Earlier this month, the Baltimore Ravens were ‘made aware’ of the fact that they were in violation of the Collective Bargaining Agreement by having their rookie and first-year players don pads during the team’s rookie minicamp until they were ‘informed’ otherwise by their NFLPA representative, tight end Benjamin Watson.
Last week, we learned that the NFL was investigating the incident. Yesterday, we learned that the league issued the Ravens penalties, including a forfeiture of their three OTA periods scheduled for this week, in addition to fining the organization $343,057 and head coach John Harbaugh $137,223. The penalty was handed down the same day the Ravens brought in Ray Rice to speak to their rookie class.
The Ravens responded in seemingly conciliatory fashion, issuing a statement that read simply, “We made a mistake and we are sorry for that. We accept the NFL discipline”. Harbaugh spoke after practice saying that the penalty was on him, that, “it was my decision, my effort”.
What they did not clarify is that the mistake was not ignorance of the rules, but rather the assumption that they would be able to circumvent the rules without being penalized for it. That is certainly the league’s interpretation, as reflected in the fact that they chose to issue the organization the full breadth of punishment available to them under the circumstance with the belief in mind that the rule violation was willful.
As Pro Football Talk points out, a section in the CBA pertaining to these practice rules and the discipline for violating them gives the commissioner the authority, in working with the NFLPA, “to reduce the fines if the conduct of the coach resulted from a ‘good faith’ interpretation of the rules…or that the violation did not result in a material violation of the rules”.
This is an important point because it was the narrative that the Ravens chose to go with when it was first revealed that the NFL would be investigation the rookie minicamp rule violation, claiming ignorance, in spite of the fact that Harbaugh has been the head coach of the Ravens since beyond 2011, when the most recent CBA was agreed to. The Ravens were also penalized in 2010 for the intensity of their spring workouts in violation of the previous CBA rules.
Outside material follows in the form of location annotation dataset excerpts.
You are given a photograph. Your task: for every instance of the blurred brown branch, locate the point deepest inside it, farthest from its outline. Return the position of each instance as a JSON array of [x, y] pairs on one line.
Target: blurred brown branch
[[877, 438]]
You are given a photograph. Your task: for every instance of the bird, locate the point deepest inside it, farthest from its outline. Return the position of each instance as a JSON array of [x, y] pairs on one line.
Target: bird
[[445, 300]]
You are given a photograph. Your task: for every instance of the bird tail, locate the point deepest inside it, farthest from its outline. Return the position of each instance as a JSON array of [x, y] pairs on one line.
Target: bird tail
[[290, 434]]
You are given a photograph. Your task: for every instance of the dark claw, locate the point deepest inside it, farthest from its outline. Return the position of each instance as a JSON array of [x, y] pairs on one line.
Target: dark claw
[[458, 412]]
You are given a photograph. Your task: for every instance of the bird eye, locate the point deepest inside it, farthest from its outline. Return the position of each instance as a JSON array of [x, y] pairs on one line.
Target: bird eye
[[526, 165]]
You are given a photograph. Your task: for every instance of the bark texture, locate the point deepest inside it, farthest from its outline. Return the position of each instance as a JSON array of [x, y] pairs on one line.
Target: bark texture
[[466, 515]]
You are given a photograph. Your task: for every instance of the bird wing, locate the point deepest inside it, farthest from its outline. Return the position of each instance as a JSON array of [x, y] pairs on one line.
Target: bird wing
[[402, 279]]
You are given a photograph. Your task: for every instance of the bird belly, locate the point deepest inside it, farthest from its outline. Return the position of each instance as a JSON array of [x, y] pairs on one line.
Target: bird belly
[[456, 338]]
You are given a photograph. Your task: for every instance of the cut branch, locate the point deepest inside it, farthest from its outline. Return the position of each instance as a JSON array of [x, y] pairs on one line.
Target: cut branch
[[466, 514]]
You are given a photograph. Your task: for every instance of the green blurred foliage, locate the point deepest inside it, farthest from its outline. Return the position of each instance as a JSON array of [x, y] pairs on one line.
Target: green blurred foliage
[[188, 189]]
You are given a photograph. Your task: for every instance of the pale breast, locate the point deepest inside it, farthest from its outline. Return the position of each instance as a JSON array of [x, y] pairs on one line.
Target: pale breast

It is possible, though not certain, that that half-decade-old previous infraction could have weighed in the decision to extend the organization the maximum fine allowed, but it seems clear that the impetus behind the significance of the fine rests primarily on the fact that the league did not accept the Ravens’ claim that the rule violation occurred, in the parlance of the rules, “from a ‘good faith’ interpretation”.
Of course, in the long run, this should ultimately boil down to a slap on the wrist and not much more. The Ravens were docked three spring workouts and in total were penalized under half a million dollars, which is about the equivalent of a rookie minimum salary, and is irrelevant to the salary cap. A second, similar violation this offseason, as unlikely as that would seem, could result in the forfeiture of draft picks.
Still, it’s all somewhat ironic given Harbaugh’s penchant to have a quick trigger with regards to the faults of others. He has repeatedly, including recently, in the presence of Mike Tomlin, invoked the Pittsburgh Steelers head coach’s sideline incident during a kick return a few years ago. Tomlin was disciplined for his action, or inaction, and moved on. I don’t suspect that he will repeatedly toss barbs in Harbaugh’s direction over putting the pads on his rookies and claiming not to understand the rule.